- Cover art by Ed Kline
- Developer: MicroIllusions
- Publisher: MicroIllusions
- Designer: David Joiner
- Platforms: Amiga, Commodore 64, MS-DOS, Genesis
- Release: 1987: Amiga 1988: C64 1989: MS-DOS July 1991: Genesis
- Genre: Action role-playing
- Mode: Single-player

= The Faery Tale Adventure =

1987 video game

The Faery Tale Adventure is a 1987 action role-playing video game designed by David Joiner and published by MicroIllusions for the Amiga, and later ported to the Commodore 64, MS-DOS, and Sega Genesis. The MS-DOS version is titled The Faery Tale Adventure: Book I. Microillusions also released a "Book 1" version for the Amiga which was going to be the start of a series of games, according to Talin, but bankruptcy prevented it. The initial version was produced for the Amiga 1000 and featured the largest game world to that date. A sequel, Faery Tale Adventure II: Halls of the Dead, was released in 1997.

==Gameplay==

Amiga screenshot

The gameplay resembles that of Ultima VII (1992). It had the largest game world at the time of release, with over 17,000 screens.

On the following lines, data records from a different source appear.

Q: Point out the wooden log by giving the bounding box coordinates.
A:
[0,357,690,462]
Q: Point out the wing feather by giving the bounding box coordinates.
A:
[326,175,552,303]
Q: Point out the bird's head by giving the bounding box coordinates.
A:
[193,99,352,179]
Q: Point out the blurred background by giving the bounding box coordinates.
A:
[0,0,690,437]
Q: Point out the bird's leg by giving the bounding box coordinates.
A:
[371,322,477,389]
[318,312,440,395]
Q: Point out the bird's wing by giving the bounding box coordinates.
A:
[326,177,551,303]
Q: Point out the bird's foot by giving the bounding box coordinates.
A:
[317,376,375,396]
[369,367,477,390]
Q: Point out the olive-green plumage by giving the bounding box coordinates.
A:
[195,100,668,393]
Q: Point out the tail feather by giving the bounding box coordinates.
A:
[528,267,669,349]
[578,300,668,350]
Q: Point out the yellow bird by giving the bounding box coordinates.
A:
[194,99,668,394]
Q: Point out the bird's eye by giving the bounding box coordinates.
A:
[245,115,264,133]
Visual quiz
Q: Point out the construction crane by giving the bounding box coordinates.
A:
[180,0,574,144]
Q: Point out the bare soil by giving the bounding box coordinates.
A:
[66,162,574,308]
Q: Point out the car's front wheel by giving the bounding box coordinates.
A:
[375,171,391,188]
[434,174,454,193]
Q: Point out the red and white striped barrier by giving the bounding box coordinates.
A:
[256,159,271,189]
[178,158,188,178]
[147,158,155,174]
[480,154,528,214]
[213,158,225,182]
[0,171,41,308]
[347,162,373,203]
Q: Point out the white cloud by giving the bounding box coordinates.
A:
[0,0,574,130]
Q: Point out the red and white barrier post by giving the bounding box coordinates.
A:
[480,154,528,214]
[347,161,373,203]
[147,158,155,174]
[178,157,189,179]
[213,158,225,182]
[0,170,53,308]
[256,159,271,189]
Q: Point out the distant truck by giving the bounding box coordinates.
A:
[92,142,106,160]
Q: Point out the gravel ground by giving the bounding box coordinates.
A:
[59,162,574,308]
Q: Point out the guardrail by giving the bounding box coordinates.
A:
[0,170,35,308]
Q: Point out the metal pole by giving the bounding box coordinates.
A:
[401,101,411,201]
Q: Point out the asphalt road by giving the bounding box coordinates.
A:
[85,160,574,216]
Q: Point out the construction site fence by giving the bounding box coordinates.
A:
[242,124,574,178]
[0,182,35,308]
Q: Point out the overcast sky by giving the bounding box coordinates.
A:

Each playable character has his strengths and weaknesses. Julian is a brave fighter, Phillip has luck and cleverness, and Kevin is gentle and kind. Each of these attributes affects vital game stats and the success of the quest:
- A high Bravery score contributes to Vitality ("Vit"), the character's health. It can be increased by slaying enemies.
- Luck determines the number of times that a brother can be brought back from death if he is killed during the quest. If Luck runs out, the next brother must take up the quest.
- Kindness is important for certain key chapters in the game. It can be increased by acts of kindness, such as giving alms to beggars.

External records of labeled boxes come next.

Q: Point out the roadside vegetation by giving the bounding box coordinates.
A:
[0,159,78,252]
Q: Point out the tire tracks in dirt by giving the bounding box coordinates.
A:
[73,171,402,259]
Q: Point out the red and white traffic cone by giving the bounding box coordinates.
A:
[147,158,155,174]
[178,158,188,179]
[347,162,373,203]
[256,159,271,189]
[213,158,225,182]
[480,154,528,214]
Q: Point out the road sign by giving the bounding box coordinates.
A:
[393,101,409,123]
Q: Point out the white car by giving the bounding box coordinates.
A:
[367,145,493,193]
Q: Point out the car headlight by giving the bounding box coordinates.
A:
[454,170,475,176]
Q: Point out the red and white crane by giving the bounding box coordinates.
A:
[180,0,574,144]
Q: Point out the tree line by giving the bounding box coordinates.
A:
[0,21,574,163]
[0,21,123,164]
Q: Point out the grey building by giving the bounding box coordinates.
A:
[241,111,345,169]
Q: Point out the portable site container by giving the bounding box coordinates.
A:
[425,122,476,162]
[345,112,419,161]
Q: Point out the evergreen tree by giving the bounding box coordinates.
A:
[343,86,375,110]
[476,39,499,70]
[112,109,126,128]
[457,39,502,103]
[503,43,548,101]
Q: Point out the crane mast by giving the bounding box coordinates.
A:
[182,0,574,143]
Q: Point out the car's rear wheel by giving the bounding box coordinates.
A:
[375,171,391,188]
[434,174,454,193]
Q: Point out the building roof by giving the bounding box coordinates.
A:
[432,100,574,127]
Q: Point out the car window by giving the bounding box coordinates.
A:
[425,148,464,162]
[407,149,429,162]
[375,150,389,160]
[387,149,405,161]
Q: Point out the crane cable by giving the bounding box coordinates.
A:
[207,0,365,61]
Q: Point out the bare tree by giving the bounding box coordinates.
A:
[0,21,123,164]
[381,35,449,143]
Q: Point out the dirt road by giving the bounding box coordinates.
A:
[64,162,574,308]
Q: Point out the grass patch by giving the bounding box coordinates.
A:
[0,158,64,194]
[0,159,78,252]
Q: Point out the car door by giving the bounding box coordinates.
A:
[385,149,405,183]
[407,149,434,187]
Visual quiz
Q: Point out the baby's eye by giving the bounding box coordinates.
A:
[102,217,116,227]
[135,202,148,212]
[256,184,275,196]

The technique used to store such a huge world involved creating small-sized maps out of small blocks. Those small maps were reused and fit together seamlessly to form larger areas. Loading is asynchronous, and happens when nearing the boundary of an area, without affecting the scrolling, animation, and music.

==Plot==
The game is based around the quest of three brothers to retrieve the talisman stolen by the forces of evil and return it to their home village, Tambry, in the country of Holm. The player begins as Julian, the eldest of the three brothers; if unsuccessful with this character, the player then takes control of Philip, the next oldest, then finally the youngest of the three, Kevin. In addition to recovering the talisman, which is kept by an evil necromancer, the player must complete a number of other tasks which ultimately prove vital to the quest - save the king's daughter, gain the aid of a sea turtle, and kill an evil witch in her castle - and gather a number of artefacts which enable access to the strange dimension in which the necromancer resides.

==Development==
David Joiner designed The Faery Tale Adventure and was also responsible for the audio of Defender of the Crown II (1993), engineering for SimCity 4: Rush Hour (2003), and contributions to The Sims 2: Ultimate Collection.

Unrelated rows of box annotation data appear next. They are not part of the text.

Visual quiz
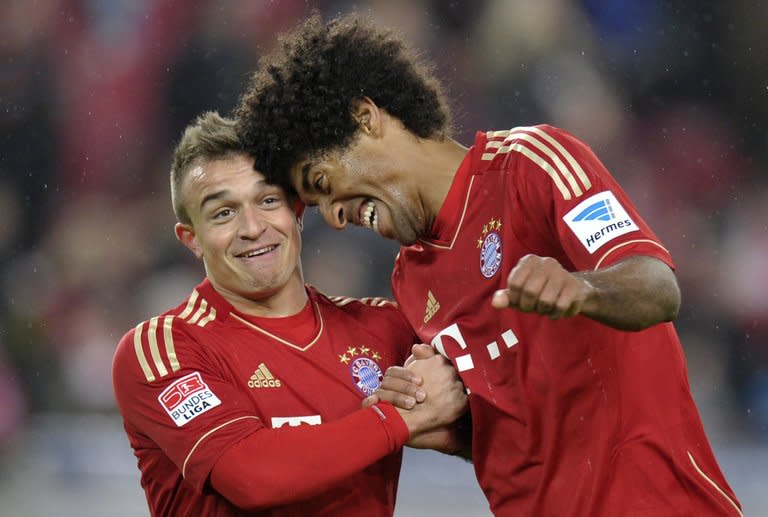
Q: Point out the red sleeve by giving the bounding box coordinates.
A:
[513,126,674,270]
[112,316,264,491]
[211,404,409,510]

This game was first released on the Amiga and then ported to other systems. Eventually it was released for the Commodore 64 and MS-DOS, although the graphics for these ports were of substantially lower quality due to hardware limitations. The Amiga version displays two screens as seen in the screenshot, one "lowres" 320 and one "hires" 640 pixels wide, allowing 64 + 16 colors.

In 1988, a port was developed for the Macintosh with 256 color graphics (more colors than the original Amiga version of the game). The only color Macintosh model at the time was the Macintosh II, which was prohibitively expensive for a successful gaming platform. The Macintosh port was never released, but a working beta was completed before the development was cancelled. Eventually New World Computing acquired MicroIllusions and in 1991 ported the game to the Sega Genesis which was published by Electronic Arts.

In November 2024, the game's developer released the source code to the original Amiga version on GitHub.

==Reception==
Jerry Pournelle reported his son Phillip's experience with Faery Tale Adventure in BYTE: "eventually your character gets so powerful that no one can harm him, but he has to spend literally hours—in real time—going from one place to another. This gets dull fast". A review in Computer Gaming World described the game's user interface as natural and simple, while still being an impressive and playable game. The magazine stated that the Sega Genesis version "subtly improved on the original", such as a better teleportation system, while maintaining virtues such as excellent graphics. Dragon gave the computer game 4 1/2 out of 5 stars, and 4 out of 5 stars for the Genesis version. In 1996 Computer Gaming World ranked it as the 63rd best game of all time, calling it "Real time adventure at its Amiga best."

==Legacy==
The sequel, Faery Tale Adventure II: Halls of the Dead, was developed by The Dreamers Guild and released by Encore, Inc. for MS-DOS and Windows in 1997. Its gameplay and graphics resemble Ultima VIII: Pagan.